Tell us about the chemistry you have with your fans on stage.
I’m so happy that concerts are slowly starting up again. I 100% feed off of the energy my audience reflects and I love surprising them. I have created a show with musical intervals and visuals, where there are no breaks in between the tracks. This way I can show them what NAVA’s world looks like and we live in a 45 minute experience together.
What techniques do you experiment with to get your original sound?
At the moment I love mixing absurd opposites. For example, I found a video of this religious Persian ceremony and used that sound to create some chops and samples for a dreamy techno experimental track.
Take us through a day in the recording studio.
Well, I must confess the recording studio is not my favourite place. I feel like I’m being put on the spot and I need to deliver in a certain margin of time. So, I decided to make a mini studio at home where I can be as raw and vulnerable as I want, to really get out the essence of the lyrics and re-create them in the studio. On the other hand, sometimes I have a lot of fun in the studio because the producers and I bounce ideas off each other and it turns into a session which I love!
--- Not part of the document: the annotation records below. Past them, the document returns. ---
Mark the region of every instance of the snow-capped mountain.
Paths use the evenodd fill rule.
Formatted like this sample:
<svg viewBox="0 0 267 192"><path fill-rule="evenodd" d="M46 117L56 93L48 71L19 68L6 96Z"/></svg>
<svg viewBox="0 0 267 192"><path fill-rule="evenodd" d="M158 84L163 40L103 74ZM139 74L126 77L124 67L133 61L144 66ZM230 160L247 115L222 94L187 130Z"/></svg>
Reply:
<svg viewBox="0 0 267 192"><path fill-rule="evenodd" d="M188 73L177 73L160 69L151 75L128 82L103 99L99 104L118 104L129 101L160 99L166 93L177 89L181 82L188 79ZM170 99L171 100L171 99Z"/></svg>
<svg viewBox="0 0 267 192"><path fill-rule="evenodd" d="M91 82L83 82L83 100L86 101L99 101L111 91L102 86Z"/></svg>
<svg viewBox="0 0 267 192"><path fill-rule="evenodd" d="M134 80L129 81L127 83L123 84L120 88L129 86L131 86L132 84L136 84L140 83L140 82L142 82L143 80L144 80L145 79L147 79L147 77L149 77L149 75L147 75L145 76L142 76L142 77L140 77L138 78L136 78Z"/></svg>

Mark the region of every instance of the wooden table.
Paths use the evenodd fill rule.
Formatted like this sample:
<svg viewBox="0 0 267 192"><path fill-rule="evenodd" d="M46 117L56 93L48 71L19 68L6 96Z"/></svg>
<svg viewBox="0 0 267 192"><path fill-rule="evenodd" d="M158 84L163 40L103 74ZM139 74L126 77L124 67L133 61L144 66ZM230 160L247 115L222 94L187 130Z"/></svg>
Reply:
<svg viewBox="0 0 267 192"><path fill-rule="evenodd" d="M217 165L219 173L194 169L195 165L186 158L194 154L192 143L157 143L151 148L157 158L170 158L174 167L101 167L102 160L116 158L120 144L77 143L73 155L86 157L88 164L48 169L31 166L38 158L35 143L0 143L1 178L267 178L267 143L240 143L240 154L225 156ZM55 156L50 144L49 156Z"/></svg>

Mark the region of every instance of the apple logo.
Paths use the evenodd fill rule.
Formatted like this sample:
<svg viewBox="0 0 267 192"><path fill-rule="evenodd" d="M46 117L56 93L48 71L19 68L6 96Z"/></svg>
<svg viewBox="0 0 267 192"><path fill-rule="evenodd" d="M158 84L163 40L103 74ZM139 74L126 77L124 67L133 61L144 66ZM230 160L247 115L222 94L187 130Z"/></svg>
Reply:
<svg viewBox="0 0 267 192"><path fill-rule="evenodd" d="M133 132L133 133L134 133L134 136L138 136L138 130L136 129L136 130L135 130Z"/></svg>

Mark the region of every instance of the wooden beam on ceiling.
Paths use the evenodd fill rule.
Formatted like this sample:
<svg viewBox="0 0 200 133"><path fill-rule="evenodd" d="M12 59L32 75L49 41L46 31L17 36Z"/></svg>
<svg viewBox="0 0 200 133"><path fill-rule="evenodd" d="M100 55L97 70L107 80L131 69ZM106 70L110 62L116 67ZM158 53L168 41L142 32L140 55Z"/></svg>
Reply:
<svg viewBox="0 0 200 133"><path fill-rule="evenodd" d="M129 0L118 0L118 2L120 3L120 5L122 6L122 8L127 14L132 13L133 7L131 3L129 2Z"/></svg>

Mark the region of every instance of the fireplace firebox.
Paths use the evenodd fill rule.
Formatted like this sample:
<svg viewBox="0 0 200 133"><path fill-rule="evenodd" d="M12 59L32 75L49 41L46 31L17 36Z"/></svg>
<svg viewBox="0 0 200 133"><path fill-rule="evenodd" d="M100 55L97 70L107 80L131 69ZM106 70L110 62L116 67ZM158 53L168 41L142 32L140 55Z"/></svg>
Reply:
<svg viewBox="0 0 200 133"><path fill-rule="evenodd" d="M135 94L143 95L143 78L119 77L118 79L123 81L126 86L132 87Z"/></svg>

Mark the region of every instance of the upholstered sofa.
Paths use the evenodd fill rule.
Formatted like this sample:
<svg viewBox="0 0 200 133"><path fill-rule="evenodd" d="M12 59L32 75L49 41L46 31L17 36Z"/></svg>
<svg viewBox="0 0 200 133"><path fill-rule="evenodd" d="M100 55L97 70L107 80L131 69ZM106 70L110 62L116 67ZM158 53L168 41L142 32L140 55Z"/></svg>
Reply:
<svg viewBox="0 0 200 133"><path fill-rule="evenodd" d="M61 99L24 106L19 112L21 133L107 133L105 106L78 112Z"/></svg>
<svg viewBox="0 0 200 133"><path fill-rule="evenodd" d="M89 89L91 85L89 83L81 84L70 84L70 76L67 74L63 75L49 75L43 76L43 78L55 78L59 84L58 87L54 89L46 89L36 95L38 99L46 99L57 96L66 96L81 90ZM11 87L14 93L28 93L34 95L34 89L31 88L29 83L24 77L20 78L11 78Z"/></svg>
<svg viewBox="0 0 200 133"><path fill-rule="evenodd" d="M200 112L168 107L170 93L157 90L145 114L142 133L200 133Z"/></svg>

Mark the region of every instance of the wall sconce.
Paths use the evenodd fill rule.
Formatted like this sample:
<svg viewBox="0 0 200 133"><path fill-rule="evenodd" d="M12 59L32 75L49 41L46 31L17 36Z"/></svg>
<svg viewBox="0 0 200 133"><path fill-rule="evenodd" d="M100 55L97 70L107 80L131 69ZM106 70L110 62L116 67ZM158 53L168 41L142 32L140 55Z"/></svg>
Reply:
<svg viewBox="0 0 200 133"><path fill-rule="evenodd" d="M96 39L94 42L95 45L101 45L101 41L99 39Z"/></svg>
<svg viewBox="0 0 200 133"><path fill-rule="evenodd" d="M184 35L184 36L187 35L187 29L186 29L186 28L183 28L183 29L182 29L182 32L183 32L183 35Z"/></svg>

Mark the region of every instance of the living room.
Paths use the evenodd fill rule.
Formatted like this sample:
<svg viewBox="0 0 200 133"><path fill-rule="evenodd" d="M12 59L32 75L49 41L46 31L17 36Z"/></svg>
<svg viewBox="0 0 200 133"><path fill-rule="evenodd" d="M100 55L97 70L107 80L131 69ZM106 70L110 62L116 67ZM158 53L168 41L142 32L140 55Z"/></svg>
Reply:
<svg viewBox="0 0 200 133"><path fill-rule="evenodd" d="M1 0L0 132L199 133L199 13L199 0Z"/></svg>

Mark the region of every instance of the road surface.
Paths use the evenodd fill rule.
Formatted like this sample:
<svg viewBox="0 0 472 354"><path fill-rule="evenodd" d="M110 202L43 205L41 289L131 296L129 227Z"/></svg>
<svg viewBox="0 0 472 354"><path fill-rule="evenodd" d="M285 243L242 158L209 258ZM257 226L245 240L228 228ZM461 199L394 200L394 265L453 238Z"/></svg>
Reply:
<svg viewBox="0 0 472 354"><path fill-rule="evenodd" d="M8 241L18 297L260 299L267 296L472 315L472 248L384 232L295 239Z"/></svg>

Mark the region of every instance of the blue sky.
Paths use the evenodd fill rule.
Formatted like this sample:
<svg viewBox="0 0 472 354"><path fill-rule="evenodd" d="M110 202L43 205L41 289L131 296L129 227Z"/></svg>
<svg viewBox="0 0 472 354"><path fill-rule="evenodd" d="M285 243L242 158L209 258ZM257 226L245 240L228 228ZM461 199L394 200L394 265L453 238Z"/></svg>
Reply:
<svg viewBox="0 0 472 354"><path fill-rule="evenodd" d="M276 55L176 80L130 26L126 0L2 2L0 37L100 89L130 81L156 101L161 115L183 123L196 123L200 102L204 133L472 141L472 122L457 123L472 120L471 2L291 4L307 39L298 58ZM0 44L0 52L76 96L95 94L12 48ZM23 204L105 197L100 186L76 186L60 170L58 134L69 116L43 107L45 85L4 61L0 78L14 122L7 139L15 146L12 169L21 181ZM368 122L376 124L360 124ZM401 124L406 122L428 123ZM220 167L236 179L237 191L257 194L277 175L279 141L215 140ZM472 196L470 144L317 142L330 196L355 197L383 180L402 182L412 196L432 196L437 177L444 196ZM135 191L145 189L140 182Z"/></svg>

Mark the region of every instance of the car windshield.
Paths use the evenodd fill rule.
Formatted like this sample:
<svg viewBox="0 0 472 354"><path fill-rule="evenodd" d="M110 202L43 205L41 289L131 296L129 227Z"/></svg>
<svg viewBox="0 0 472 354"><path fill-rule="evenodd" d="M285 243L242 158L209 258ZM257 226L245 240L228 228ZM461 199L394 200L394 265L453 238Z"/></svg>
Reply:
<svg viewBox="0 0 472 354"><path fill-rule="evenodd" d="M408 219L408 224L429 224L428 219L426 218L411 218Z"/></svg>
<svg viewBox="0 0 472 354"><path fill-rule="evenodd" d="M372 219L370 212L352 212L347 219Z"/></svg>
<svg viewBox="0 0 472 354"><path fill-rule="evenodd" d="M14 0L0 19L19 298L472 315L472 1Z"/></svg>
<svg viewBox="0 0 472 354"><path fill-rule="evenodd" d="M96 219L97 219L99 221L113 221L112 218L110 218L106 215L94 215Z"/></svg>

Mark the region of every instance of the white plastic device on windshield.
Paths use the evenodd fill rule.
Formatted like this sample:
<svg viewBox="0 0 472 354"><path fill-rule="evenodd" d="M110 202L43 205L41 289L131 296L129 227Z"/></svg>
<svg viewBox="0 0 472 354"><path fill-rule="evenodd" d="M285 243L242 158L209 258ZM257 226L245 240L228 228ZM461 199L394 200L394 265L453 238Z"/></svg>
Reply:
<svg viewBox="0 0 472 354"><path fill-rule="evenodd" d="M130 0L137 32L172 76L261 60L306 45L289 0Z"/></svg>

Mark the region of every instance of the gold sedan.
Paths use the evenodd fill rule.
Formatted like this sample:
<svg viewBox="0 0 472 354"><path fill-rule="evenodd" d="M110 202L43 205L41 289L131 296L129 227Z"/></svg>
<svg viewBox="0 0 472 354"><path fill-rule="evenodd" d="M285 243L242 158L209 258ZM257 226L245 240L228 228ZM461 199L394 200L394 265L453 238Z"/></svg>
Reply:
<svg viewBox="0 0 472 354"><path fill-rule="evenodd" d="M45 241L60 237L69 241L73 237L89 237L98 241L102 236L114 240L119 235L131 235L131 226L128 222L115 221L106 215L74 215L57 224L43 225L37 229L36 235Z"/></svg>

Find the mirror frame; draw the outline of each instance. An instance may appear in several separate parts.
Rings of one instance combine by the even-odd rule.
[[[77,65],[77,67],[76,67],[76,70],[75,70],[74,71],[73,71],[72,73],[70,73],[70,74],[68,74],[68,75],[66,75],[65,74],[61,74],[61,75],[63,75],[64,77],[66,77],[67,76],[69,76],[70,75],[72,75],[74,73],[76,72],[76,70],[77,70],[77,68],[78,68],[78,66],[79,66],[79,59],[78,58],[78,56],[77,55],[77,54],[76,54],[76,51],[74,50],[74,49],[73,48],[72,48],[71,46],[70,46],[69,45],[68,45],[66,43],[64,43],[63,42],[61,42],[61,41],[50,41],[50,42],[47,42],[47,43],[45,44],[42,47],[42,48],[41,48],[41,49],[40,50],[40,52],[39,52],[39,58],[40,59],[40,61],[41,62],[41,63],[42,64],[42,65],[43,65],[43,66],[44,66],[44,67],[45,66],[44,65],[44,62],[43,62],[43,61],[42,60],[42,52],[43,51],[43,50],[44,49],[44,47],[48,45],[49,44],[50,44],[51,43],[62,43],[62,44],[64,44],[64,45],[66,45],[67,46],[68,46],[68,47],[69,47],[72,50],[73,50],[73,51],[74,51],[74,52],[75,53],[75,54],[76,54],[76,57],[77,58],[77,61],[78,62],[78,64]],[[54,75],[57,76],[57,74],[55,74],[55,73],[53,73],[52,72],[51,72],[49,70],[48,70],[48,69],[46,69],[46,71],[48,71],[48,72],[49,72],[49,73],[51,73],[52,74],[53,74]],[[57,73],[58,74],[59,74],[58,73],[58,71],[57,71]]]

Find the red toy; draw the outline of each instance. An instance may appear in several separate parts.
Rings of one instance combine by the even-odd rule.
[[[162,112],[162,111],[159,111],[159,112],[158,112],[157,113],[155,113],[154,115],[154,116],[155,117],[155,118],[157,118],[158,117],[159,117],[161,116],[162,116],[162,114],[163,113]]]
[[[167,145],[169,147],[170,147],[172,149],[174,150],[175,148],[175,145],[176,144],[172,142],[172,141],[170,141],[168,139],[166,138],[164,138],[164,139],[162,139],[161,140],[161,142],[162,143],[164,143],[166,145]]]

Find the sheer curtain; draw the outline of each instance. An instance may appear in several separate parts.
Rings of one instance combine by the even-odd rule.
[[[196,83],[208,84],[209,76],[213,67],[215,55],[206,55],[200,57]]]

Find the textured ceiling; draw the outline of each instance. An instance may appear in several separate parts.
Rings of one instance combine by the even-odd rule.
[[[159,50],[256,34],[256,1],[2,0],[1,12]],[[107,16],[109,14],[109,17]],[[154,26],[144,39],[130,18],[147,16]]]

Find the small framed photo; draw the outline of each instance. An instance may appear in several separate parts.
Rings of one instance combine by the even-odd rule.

Was there a specific moment in your life where you thought, “this is what I want to do”?
Yes! Every time I’m on stage I have that feeling! The rush and the adrenaline is one of a kind for me.
What do you keep close by while you’re playing a set?
Lately, I’ve brought some Persian percussion back with me to Italy. I love playing them during the intervals and having a mini jam session with my fellow musicians.
Any emerging artists on your radar?
The other day Iako opened up a show for me and I was left absolutely bewitched by his angelic voice! He has a bit of a James Blake vibe that I adore! Also Ethan, he is an Italian singer as well and has this warm and elastic voice that creates magic on a darker track.
What gets your creative juices flowing?
I think I’m triggered a lot by what goes on in my life. But also listening to podcasts about modern poetry really gets my creative juices flowing.
Take us through your collection of gear, tech or software that accompanies your creative expression.
Well, when I’m creating a demo it’s all software, I use Ableton at the moment. But during concerts we’re a trio: voice, synth, guitar, electric drum and acoustic drums. And of course, visuals always accompany my live sets.
Yes! I’m really pursuing my Djing passion! I love remixing tracks and playing samples on top of them and also mixing Persian traditional music with experimental northern European sounds!
I’m just experimenting at the moment. I also love it, because it leads me to discover so much new music!
How have you refined your craft since you entered the industry?
I think when I first stepped into the industry, I had an image of what I wanted my music to sound like. As time went by though, I have acknowledged my mixed background more and more, letting it inspire me and seeing where it takes me. I’m happy to be open to receiving everything without putting it in a genre or scheme and just experimenting freely.
Breakdown the news for us: what can we expect from you this year?
Hopefully a lot of concerts and an EP which really sets the tone musically and visually.